Verstka raconte comment certains officiers font payer la participation ou la non-participation à certaines opérations risquées ou assauts suicides.

le soldat peut payer: il y échappe cette fois-ci. Il ne peut pas: il est envoyé en première ligne, battu à mort ou jeté dans un trou pendant des jours, sans forcément avoir à manger ou à boire.

dans ces trous, on force aussi des soldats à se battre les uns contre les autres, parfois jusqu’à la mort.

Les officiers rackettent ainsi leurs troupes, par exemple en collectant les numéros de carte bancaire et codes secrets avant de les envoyer à l’assaut.

Verstka parle de plusieurs commandants qui se sont amassés de petites fortunes.

et de plusieurs soldats qui ont été rackettés et qui commencent ensuite à racketter les autres pour se refaire.

Il y a plusieurs dizaines d’anecdotes qui sont citées dans l’enquête, je vous le mets dans la description de la vidéo et je vous laisse lire tout ça

Ce sont des cas qui cncernent plusieurs unités de l’armée russe, mais qui ne sont pas généralisées

Verstka cite aussi des représentants d’autres unités qui n’ont eu affaire à aucun cas de ce type, et qui considèrent ces abus comme des exceptions

justifiées soit par le sadisme, soit par la corruption, soit par le besoin de discipline dans des unités comprenant des anciens prisonniers et donc très difficiles.

Quoiqu’il en soit, Verstka confirme que les centaines de plaintes qui sont déposées au procureur militaire ne débouchent sur rien ou presque, soit parce que les officiers bénéficient de complicités haut placées,

soit parce que les plaignants se confrontent à une omerta en période de guerre, pour ne pas parler de ces sujets qui fâchent et discréditer les forces armées, comme le veut l’expression consacrée qui désigne un crime et qui est puni par la loi.

Mais si les autorités refusent d’ouvrir ces dossiers maintenant, il y a de grandes chances qu’ils ne soient jamais ouverts, à en juger par les précédents de Tchétchénie, Géorgie, Syrie, Ukraine ou encore de plusieurs pays africains.

Ce qui fait que Verstka conclut son enquête avec des citations de victimes qui affirment qu’elles se feront elles-mêmes justice, en traquant leurs bourreaux plus tard.

L’un d’entre eux parle même de guerre interne qui sera provoquée par la démobilisation de dizaines de milliers de soldats traumatisés, handicapés, torturés,

cette idée de guerre civile c’est un peu un fantasme que l’on voit ressurgir à la fin de chaque conflit, on parle de la même chose au sujet des vétérans ukrainiens, ou en l’occurrence c’est porté par ceux qui voudraient voir la Russie imploser sous le coup de tensions internes.

Ca, c’est du fantasme à l’heure actuelle.
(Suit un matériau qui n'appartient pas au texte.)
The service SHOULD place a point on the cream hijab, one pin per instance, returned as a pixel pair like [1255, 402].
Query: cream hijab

En revanche, on peut être à peu près sûr que ces pratiques, répandues mais pas généralisées, connues mais pas punies,

vont continuer d’entretenir une diffusion de la violence dans la société russe

Beaucoup de chercheurs l’ont mis en évidence, je fais encore une fois référence à Anna Colin Lebedev dans son ouvrage “jamais frères”, que évidemment je recommande:

Elle explique comment la violence et la brutalité du service militaire ou des expériences de conflit infusent ensuite dans la société, à travers la violence conjugale, la criminalité, le système carcéral, le tout avec plus ou moins d’impunité.

ce qui, dans son livre, marque une différence fondamentale entre la Russie et l’Ukraine, puisqu’en Ukraine, il n’y a pas eu de guerre jusqu’en 2014

et les cas de violence et pratiques brutales ont été de plus en plus dénoncés et punies dans le cadre d’un effort collectif de rejet de ces pratiques et d’européanisation du pays.

Evidemment aujourd’hui c’est moins vrai, et l’UKraine aura à faire face à de nombreux défis avec ses vétérans après-guerre, déjà aujourd’hui en fait.

mais dans les forces armées ukrainiennes, on n’a pas de cas aussi brutaux et mortels que ceux décrits dans l’enquête russe de Verstka.

C’est une composante du conflit essentielle à avoir en tête, et c’est très précieux d’avoir ce travail minutieux de journalistes d’investigation pour jeter la lumière sur ces phénomènes.